Two things that save time when indenting code and work in all Emacs
programming modes:

1\. (global-set-key (kbd "RET") 'newline-and-indent) in .emacs to
automatically indent every newline (also points out problems in your syntax
right away)

2\. C-Space to start region selection, C-M-b or C-M-f to jump back/forward a
code block (s-exp), then C-M-\ to reindent region.

The other thing I use is my <https://github.com/vsedach/mouse-copy> mode for
"structured" copy and paste. It's convenient sometimes.

I use reader macros a lot more than Common Lisp programmers do now, and I
encourage people to use them and think that reader macro usage will become
more widespread, in particular due to Tobias Rittweiler's named-readtables
library (<http://common-lisp.net/project/named-readtables/>).

In particular, I use cl-interpol (<http://weitz.de/cl-interpol/>) both for
string interpolation and to do HTML templating
(<http://paste.lisp.org/display/118522>). I also wrote a uri-temple library
for Common Lisp (<http://common-lisp.net/project/uri-template/>). When I used
CL-SQL, I used its reader macro syntax, and I thought it was worthwhile, but
could have been better designed.

------
abecedarius
Boxer looked like this, though less on the ugly side, to my taste.
Unfortunately it's so dead now I couldn't even find screenshots off the first
couple of search results.

<http://edutechwiki.unige.ch/en/Boxer>

------
eta_carinae
There are much less distracting ways than thick rounded boxes to indicate
indentations, starting with simple spaces.

A lot of Lisp programs look a lot better if you apply Python's space
indentation for sexprs, for example.

------
madhadron
The boxes seem to be an unstable medium between the stable points of
S-expressions and indentation as nesting. If there are lots of nested
expressions, you either push them to multiple lines and it becomes
indentation, or you keep them on one line and the top and bottom boundaries of
the boxes run together until you effectively have parentheses.

Have you looked at Chuck Moore's ColorForth, though? It might be a neat
direction to take this in.

------
trengof
I love this idea. My knowledge of lisp is very basic but I wonder if optional
declarations could be added to functions: e.g. f(Number) -> (Number,Number)
(sort of similar to haskell) and then these could be used in the pretty
printing / presentation layer. This would help lisp from missing those
implicit clues that are present in other languages without compromising its
flexibility.

------
agumonkey
Flip the keymap, I mean remove the prefix, especially in a browser where C-x
becomes C <pause> x .. it negates the benefits of structural edition.

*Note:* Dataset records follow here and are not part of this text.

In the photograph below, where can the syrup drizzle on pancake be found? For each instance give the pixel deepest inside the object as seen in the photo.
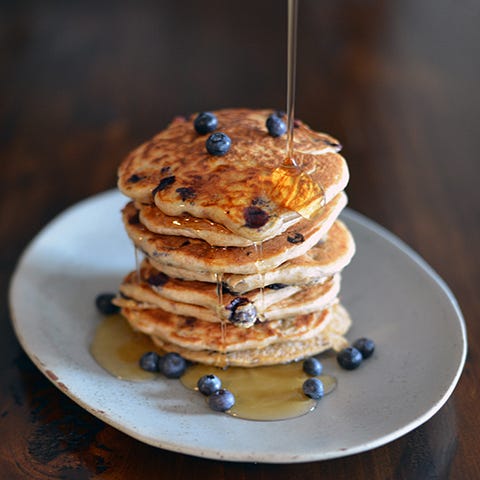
(293, 187)
(219, 289)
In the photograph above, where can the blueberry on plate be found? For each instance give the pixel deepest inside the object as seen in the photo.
(349, 358)
(104, 303)
(366, 346)
(275, 125)
(313, 388)
(173, 365)
(150, 362)
(205, 122)
(221, 400)
(312, 366)
(218, 144)
(209, 384)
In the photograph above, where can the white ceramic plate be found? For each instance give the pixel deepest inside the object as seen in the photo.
(393, 295)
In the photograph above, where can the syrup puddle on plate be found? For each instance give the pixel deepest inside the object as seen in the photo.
(261, 393)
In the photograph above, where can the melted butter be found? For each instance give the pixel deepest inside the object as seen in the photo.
(294, 188)
(263, 393)
(117, 348)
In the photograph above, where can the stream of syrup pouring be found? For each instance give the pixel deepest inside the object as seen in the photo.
(292, 187)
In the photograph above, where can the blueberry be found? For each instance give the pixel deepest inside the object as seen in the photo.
(243, 311)
(365, 346)
(349, 358)
(205, 122)
(209, 384)
(173, 365)
(150, 362)
(312, 366)
(218, 144)
(275, 125)
(221, 400)
(313, 388)
(105, 305)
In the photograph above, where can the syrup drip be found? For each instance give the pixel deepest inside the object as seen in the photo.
(223, 323)
(293, 187)
(261, 272)
(138, 262)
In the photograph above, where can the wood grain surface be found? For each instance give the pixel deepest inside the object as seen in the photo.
(397, 81)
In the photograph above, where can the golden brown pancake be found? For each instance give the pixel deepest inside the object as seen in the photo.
(337, 324)
(195, 334)
(195, 254)
(175, 171)
(329, 256)
(200, 299)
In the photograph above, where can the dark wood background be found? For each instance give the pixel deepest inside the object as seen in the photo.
(397, 81)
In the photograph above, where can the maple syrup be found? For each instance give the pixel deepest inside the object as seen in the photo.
(117, 348)
(261, 393)
(293, 187)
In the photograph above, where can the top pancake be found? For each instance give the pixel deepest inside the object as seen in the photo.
(174, 171)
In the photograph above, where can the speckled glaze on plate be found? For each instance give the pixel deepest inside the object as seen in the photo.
(393, 296)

So intercept all keys, and make it vim like (i know i know, don't bite me), it
will make it even more (touchtypist)DSL-like. btw , why not use <tab> for new
element insertion ( cons cell )

anyway, keep digging, it's the one true path ;)

/me going back to reading 'On Lisp'

------
strags
What you gain in "readability" here (debatable), you lose in terms of screen
real-estate efficiency. The last screenshot has a function filling the entire
screen that would, under ordinary circumstances, occupy about ten lines of
code.

You're going to get frustrated having to page up and down continually in order
to understand any remotely complex function.

------
ufo
The demo only works on chrome :(

------
dwyer
Interesting. I've often read discussions about how S-expressions could be made
more readable. I never contribute much to such discussions because I've never
had a problem with S-expressions. This is a neat idea though.

------
HarrietTubgirl
Neat idea, although to be fair the examples are straw men. I think most people
would indent their LISP much more readably.

------
bsmith
Great idea.

I've thought of doing something similar for an HTML editor, because—like with
Lisp—the nesting can become a nuisance.

------
CoffeeDregs
Nice. Gotta admit that I was slightly disappointed that the client-side JS
didn't appear to be ClojureScript or some lispy-script generated...

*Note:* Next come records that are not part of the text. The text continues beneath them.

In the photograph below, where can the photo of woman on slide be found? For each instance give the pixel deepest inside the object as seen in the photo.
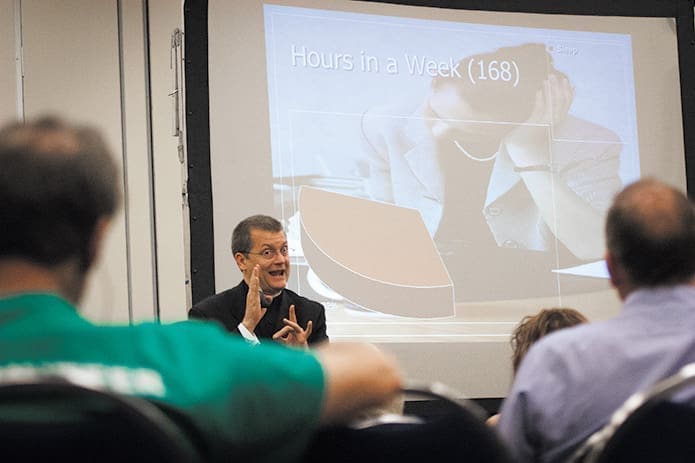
(498, 166)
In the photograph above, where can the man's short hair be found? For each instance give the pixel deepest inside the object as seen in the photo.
(241, 236)
(56, 182)
(650, 232)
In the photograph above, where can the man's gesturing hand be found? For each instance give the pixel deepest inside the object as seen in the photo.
(254, 311)
(292, 333)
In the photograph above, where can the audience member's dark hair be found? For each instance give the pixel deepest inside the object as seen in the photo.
(533, 327)
(56, 182)
(650, 231)
(241, 236)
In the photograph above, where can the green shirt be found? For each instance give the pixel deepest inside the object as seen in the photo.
(264, 400)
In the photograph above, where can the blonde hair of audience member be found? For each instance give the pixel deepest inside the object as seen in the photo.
(533, 327)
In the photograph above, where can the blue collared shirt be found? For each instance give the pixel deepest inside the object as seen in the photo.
(571, 381)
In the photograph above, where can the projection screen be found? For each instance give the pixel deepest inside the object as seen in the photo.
(440, 173)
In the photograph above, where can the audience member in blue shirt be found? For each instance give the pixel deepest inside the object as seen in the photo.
(569, 383)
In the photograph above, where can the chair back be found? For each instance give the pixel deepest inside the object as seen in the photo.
(653, 425)
(459, 432)
(61, 421)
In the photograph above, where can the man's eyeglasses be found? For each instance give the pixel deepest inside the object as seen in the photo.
(270, 253)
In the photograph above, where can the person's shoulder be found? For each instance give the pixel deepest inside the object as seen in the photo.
(304, 301)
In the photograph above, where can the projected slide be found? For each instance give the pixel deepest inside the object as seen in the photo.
(508, 141)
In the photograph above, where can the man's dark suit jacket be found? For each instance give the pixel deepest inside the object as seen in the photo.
(228, 308)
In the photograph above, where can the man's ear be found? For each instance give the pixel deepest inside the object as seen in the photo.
(241, 262)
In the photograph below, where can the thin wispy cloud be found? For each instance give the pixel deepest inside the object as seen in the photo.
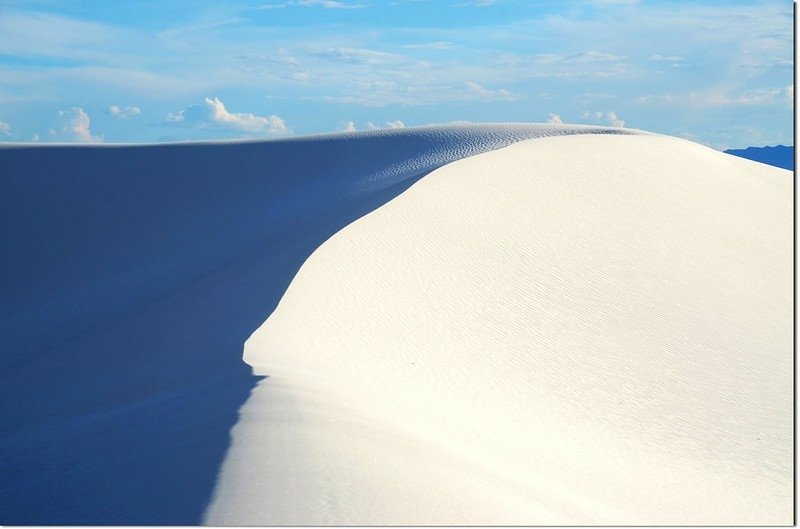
(123, 112)
(327, 4)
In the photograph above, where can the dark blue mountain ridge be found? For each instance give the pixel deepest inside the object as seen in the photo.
(780, 155)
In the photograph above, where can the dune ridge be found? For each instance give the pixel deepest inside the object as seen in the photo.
(567, 330)
(133, 274)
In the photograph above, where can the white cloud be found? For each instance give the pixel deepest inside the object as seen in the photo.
(614, 2)
(717, 97)
(77, 126)
(485, 94)
(359, 56)
(477, 3)
(382, 93)
(213, 114)
(609, 117)
(347, 126)
(439, 45)
(123, 112)
(666, 58)
(388, 125)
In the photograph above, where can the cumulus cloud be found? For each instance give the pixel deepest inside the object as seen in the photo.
(609, 117)
(213, 114)
(347, 126)
(387, 125)
(77, 126)
(123, 112)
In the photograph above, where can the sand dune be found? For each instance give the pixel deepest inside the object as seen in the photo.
(133, 274)
(582, 329)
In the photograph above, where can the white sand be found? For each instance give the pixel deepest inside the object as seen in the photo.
(579, 329)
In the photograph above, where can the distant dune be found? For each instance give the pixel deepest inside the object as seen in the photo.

The application seems like a very good place to do Lisp-everywhere. In
particular and because of the ability to modify the interpreter, it would be
awesome to be able to use pretty-lisp client to edit the server-side code and
see immediate changes.

------
jorgem
PrettyLisp.com is available.

------
leeoniya
why only chrome?

------
helveticaman
Sacrilege!

------
vinodkd
every time I see such a project show up I'm both happy and sad: happy to see
one more soul arrive at the "there must be something better than text" thought
and doing something about it; sad because they invariably create a
visual/structural editor.

... and not a really good one, at that. Not to pick on this specific one, but
if you're creating a UI for code editing that's not text, please design your
interaction well. And yes, I know that this is probably version 0.1 and you
plan to smoothen the rough edges, which is why i'll not pick on the fact that
the editor for each structural element is not even in-place, for example.
</end snarkiness>

but that's not my point. writing code as text conflates two things (or 4,
depending on how you think of duals):

1\. source text has both syntax and meaning.

2\. source text is both the display and storage format (this is the killer
feature/bug).

my point is that every attempt to "solve" the "problem of coding using text"
(on in this case the subset of lisp's umpteen parens getting in the way of
understanding) focuses on the first half of #1 above.

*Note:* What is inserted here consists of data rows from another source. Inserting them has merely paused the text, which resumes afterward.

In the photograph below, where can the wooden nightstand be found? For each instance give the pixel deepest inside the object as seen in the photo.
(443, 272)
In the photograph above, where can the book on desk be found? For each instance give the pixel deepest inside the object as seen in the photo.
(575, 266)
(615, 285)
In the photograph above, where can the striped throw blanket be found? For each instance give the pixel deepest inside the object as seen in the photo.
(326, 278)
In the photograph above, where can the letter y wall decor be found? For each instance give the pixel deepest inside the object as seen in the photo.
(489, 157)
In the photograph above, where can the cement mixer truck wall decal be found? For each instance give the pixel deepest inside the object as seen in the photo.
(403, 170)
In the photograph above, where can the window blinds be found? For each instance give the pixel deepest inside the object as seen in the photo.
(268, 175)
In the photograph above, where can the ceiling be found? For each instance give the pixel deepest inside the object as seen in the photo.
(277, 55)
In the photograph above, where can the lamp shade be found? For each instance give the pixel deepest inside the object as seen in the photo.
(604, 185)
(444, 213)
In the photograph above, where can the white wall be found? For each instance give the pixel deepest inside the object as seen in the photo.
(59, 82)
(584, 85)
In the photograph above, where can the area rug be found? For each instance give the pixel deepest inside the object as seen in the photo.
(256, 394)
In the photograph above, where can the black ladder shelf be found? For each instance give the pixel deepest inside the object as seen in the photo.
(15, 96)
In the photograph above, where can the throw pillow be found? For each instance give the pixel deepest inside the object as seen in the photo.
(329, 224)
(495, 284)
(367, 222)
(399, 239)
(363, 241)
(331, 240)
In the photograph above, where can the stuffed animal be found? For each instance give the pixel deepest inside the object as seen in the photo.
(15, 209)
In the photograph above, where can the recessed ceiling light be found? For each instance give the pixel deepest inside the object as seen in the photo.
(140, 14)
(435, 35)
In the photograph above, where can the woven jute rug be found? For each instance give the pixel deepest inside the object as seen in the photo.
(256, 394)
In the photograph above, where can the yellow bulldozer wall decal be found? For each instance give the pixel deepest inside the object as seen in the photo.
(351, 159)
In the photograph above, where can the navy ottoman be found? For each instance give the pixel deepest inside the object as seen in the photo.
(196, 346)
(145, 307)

as others have mentioned, there have been structural editors since the 80s.
from the research i did (admittedly with limited acm access) they seemed to
have died down due to two problems:

1\. the scale problem: text packs the largest amount of information into the
smallest amount of space. any visual/structural system better have a good way
of dealing with large codebases.

2\. the fluid use problem: it looks good, but is it easy to use when editing
anything but a small enough piece of code this way? typically the amount of
interaction "work" you have to do to jump between elements and so forth makes
it very inefficient compared to text. the commonly cited example was "How do
you change a for loop to a while?". in any text editor, you can take the
characters apart easily to reform them into some other construct, but in a
structural editor, you have to actually delete all or most of the old
structure and re-form the new one. i did find research that refuted this
specific claim (ask if interested), but that didn't help the adoption.

i have been thinking of "better ways to code" and structural editors in
particular for about 3 years now and here're some of my conclusions to date:

1\. text is king because of its universality - think cypher from the matrix
saying "I don't even see the code. All I see is blonde, brunette, red-head"

2\. We already have good structural editors. They're called vim and emacs. vim
has the better interaction model, imo, while emacs has better support for
creating new language modes (again, imho, no flame war intended). then there's
the smalltalk ides that inspired the Visual Age products that inspired
eclipse.

3\. The additional overload of "chrome" in text the {}'s, ()'s and begin/ends
are much less a hassle than that caused by a visual editor's chrome.

4\. There is much more value in pursuing better ways of coding than just
flogging the "text sucks" meme. Think Non-textual language workbenches, for
example.

Finally, one specific commment about playing around with lisp's syntax. I've
tried it (<https://github.com/vinodkd/lispdown>) and the one thing that stands
out is: Lisp has no syntax, so it can _become_ any syntax. I dont know how any
structural editor can handle that in a meaningful way.